Durante años hemos sido socios excelentes, pero hemos dependido de otros para funciones críticas como los lanzamientos o el retorno de carga. Eso está empezando a cambiar. Con iniciativas como el LEO Cargo Return Service, estamos desarrollando una capacidad europea de traer materiales —y eventualmente más— desde el espacio.
Puede no sonar tan épico como poner una bandera en la Luna, pero es fundamental. Si queremos tener un rol creíble en la economía espacial del futuro, necesitamos construir esas infraestructuras ahora.

La próxima gran misión, afirma, no está en un destino. Está en la arquitectura que hará posibles todos los destinos.

Una voz en órbita, con los pies en la Tierra

Entrevista exclusiva a la astronauta de la Agencia Espacial Europea (ESA), Samantha Cristoforetti: “Cooperar en el espacio no es un símbolo, es una habilidad que se entrena a diario”
Samantha Cristoforetti en la nave Soyuz que la llevó a la Estación Espacial Internacional el 23 de noviembre a las 20:59 GMT (21:59 CET). © Gagarin Cosmonaut Training Centre.

Samantha Cristoforetti no habla como heroína. No se presenta como pionera ni como figura icónica. Habla como alguien que ha estado donde pocos han estado, y que ha regresado para compartir lo que vio, lo que aprendió y lo que todavía falta por construir.

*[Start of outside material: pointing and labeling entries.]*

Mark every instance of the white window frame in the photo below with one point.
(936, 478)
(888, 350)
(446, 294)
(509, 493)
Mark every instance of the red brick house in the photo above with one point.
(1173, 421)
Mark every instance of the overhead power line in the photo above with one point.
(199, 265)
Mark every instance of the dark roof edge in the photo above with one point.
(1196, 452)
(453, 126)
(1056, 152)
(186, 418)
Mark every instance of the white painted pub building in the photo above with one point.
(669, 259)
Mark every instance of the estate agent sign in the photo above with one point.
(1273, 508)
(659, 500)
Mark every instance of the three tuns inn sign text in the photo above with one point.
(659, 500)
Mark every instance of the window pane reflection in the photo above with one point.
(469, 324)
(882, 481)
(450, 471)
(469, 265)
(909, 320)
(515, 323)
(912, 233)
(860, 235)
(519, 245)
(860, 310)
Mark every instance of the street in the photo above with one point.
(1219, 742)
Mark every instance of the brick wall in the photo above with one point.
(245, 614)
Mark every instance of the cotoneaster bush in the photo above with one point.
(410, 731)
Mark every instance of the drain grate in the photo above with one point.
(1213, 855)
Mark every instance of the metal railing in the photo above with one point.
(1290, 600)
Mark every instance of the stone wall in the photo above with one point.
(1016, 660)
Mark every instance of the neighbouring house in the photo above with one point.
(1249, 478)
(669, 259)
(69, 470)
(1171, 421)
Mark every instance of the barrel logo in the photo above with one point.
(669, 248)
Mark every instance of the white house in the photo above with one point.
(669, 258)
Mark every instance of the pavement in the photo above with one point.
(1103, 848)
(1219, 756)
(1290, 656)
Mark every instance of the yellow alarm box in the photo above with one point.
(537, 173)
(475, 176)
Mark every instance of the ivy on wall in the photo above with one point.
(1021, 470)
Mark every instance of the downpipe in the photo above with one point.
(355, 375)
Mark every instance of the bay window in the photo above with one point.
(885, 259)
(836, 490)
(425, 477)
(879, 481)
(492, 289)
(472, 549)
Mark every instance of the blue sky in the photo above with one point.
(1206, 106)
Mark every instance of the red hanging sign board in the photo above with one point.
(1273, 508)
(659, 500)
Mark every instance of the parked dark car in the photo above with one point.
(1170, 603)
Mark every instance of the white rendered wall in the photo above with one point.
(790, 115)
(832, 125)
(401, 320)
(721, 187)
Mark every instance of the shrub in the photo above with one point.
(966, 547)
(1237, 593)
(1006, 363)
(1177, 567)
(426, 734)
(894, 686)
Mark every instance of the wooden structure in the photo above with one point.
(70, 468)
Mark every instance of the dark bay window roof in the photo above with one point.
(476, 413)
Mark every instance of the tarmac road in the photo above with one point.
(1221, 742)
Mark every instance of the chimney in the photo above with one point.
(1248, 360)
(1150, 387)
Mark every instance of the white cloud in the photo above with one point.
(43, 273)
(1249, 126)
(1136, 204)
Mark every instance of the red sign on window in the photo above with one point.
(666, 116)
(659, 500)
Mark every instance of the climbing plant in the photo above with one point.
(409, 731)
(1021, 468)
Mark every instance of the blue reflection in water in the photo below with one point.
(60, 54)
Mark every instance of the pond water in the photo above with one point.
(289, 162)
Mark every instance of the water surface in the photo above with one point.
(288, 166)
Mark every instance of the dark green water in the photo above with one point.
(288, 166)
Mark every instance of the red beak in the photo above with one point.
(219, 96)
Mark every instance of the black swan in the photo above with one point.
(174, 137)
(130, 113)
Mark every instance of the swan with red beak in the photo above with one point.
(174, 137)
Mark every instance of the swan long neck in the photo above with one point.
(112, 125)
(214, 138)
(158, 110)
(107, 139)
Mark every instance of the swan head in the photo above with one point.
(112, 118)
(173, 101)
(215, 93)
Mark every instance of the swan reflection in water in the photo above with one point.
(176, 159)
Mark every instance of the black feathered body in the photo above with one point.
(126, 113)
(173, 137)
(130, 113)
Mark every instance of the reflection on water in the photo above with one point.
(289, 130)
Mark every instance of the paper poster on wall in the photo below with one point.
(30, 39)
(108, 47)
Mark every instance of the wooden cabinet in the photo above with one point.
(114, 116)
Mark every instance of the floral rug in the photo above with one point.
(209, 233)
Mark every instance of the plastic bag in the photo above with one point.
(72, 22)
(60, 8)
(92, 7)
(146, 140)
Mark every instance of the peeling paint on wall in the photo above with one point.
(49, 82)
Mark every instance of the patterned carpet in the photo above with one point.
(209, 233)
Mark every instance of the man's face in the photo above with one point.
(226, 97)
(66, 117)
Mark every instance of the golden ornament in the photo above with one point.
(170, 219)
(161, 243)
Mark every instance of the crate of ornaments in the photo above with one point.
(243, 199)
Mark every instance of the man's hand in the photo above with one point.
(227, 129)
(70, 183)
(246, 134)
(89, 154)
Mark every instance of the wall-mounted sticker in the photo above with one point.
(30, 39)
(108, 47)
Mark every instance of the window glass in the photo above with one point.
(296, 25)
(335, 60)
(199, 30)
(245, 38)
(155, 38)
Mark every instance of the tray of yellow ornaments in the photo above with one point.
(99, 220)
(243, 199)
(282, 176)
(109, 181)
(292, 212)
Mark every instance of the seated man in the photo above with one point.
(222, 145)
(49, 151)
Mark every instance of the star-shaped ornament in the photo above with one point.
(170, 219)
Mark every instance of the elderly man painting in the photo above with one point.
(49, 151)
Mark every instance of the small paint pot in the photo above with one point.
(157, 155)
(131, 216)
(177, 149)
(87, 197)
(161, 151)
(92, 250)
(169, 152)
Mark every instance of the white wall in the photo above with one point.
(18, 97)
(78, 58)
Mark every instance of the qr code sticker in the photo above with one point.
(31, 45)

Su visión no es técnica, es estratégica. Su liderazgo no se mide en medallas, sino en confianza. Y su apuesta es clara: más cooperación, más infraestructura, más inspiración.

Porque —como ella misma sugiere en cada respuesta— el futuro del espacio no se trata de llegar primero, sino de llegar juntos, con propósito, con conocimiento… y con responsabilidad.